Die Symptome einer Opisthorchiasis können unterschiedlich sein, einschließlich Übelkeit, Erbrechen, Brennen im Magen, Durchfall, vergrößerter Gallenblase und Leber sowie erhöhter Müdigkeit und Nervosität. In einigen Fällen kann die Krankheit asymptomatisch oder mit geringen Manifestationen verlaufen, was die Diagnose und rechtzeitige Behandlung erschwert.
Opisthorchiasis ist in den Regionen Sibiriens und des Fernen Ostens üblich, wo der Verzehr von rohem oder unzureichend verarbeitetem Fisch eine traditionelle Praxis ist. Bei Verdacht auf Opisthorchiasis sollten Sie einen Arzt aufsuchen, um geeignete Studien durchzuführen und eine wirksame Behandlung zu verschreiben.
Es wird empfohlen, nur gut verarbeiteten Fisch zu essen, bei der Zubereitung und dem Verzehr auf Hygiene zu achten und Fischgebiete mit hohen Infektionsraten zu vermeiden, um eine Opisthorchiasis zu verhindern. Dies wird dazu beitragen, das Infektionsrisiko zu reduzieren und die Gesundheit zu erhalten.
Wie infiziert sich ein Fisch mit Opisthorchiasis?
Fische können sich mit Opisthorchiasis infizieren, wenn in dem Teich, in dem sie lebt, mit Parasiten infizierte Zwischenwirte leben.
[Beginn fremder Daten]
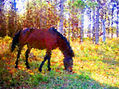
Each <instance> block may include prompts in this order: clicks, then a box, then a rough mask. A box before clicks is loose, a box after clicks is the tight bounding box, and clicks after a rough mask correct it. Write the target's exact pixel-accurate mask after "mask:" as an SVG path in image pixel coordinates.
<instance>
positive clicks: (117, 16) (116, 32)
mask: <svg viewBox="0 0 119 89" xmlns="http://www.w3.org/2000/svg"><path fill="white" fill-rule="evenodd" d="M118 15H119V3H118V2H117V22H116V24H117V31H116V33H117V37H119V26H118V25H119V17H118Z"/></svg>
Die Parasiten-Larven des Opisthorchs, die ins Wasser gelangen, infizieren Zwischenwirte wie Krebse, Schalentiere oder andere Wasserorganismen. Wenn ein Fisch infizierte Zwischenwirte isst, wird er zum Träger des Opisthorches und kann die Infektion auf den Menschen übertragen.
Die häufigsten Fischarten, die die Zwischenbesitzer von Opisthorch sind, sind Hecht, Barsch, Karausche, Zander und Karpfen.
Außerdem kann Fisch mit Opisthorchiasis kontaminiert sein, wenn er während des Kochvorgangs roh oder unzureichend verarbeitet wurde. Bei unsachgemäßer Wärmebehandlung erreichen Fischprodukte keine ausreichende Temperatur, bei der die Larven des Opisthorchs absterben. Daher kann der Verzehr von nicht ausreichend gekochtem Fisch zu einer Infektion mit Opisthorchiasis führen.
| Möglichkeiten, Fische zu infizieren | Beispiele für Fischarten |
|---|---|
| Infektion durch Zwischenwirte | Hecht, Barsch, Karausche, Zander, Karpfen |
| Unzureichende Wärmebehandlung | Lachs, Hering, Kabeljau, Karpfen |
Um das Risiko einer Infektion mit Opisthorchiasis zu reduzieren, wird empfohlen, den Fisch vor dem Gebrauch richtig zu kochen. Gefrorener Fisch muss vollständig aufgetaut und dann bei hoher Hitze verarbeitet werden. Für die Zubereitung von Fischgerichten wird empfohlen, sie innerhalb von 2 Minuten auf eine Temperatur von mindestens 63 Grad Celsius zu bringen.